SQL Server 2016 new features to deal with the new CE

It is no news that SQL Server 2014 changed the Cardinality Estimator (CE).

Ok. Even if it is not something new: What means CE? What is the impact of the new CE? And most important what SQL server 2016 propose to deal with it?

The idea of this post is to answer those kind questions and give even more reasons to migrate for SQL Server 2016.

So, first things first.  What is CE (Cardinality Estimator)?

Defined by the Microsoft white paper - Optimizing Your Query Plans with the SQL Server 2014 Cardinality Estimator: “At a basic level, cardinality estimates are row count estimates calculated for each operator within a query execution plan. In addition to row count estimation, the cardinality estimator component is also responsible for providing information on:

  • The distribution of values.
  • Distinct value counts.
  • Duplicate counts as input for parent operator estimation calculations.

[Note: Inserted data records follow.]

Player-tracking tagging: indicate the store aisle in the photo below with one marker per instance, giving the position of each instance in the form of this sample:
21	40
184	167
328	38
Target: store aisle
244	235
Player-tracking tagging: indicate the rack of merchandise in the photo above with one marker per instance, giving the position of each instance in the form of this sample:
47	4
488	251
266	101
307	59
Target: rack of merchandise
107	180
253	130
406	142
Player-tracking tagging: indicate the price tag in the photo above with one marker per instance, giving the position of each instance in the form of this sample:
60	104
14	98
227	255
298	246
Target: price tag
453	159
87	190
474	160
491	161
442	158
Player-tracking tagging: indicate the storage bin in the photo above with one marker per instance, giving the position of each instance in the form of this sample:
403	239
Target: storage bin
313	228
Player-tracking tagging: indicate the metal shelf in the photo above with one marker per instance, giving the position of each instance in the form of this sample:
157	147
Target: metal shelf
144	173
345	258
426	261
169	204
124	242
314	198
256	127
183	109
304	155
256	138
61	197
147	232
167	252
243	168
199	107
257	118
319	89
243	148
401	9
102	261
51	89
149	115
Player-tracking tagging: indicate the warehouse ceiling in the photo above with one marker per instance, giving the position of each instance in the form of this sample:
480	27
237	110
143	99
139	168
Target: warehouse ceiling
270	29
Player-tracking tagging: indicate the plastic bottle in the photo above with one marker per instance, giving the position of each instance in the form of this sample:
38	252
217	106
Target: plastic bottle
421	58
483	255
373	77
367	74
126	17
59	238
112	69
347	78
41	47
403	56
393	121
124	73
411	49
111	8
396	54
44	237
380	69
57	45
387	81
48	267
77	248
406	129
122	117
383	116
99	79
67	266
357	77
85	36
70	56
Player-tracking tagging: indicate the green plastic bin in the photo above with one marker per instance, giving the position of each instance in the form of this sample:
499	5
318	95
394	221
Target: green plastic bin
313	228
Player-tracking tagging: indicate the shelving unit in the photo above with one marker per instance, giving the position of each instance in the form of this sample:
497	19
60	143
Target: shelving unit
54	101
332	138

Estimates are calculated using input from statistics associated with objects referenced in the query. Statistics objects used for estimation can be associated with an index or they can exist independently. You can create statistics objects manually or the query optimization process can generate them automatically. A statistics object has three main areas of information associated with it: the header, density vector, and histogram.“

Summarizing: It is basically SQL Server statistic predictions, which SQL optimizer uses during the compilation of the query execution plan. So, suppose you execute a query to obtain as result set of 100 rows, SQL Server knows that you want to filter or not a query in a way that is expected to return 100 rows, based on the statistic information for that table, SQL Server optimizer will use the right operator in the execution plan for that result set. Without change the logic of the query, SQL Server could use a different operator if the result set expected is for instance, 1.000 rows.

 

For that definition, you probably noticed that accurate statistic is quite important for SQL Optimizer create an accurate execution plan.

New CE?

The new CE is available since SQL Server 2014, and it changes the calculation for distribution of data against different columns, for example, it assumes there is a correlation between the columns. The old CE (since SQL Server 7.0 until SQL Server 2012) assumes the distribution of the data across different column are uncorrelated.

What is the impact?

Some queries have better performance with the old CE. Other may execute faster using the new CE, which address a lot of fixing from the old CE.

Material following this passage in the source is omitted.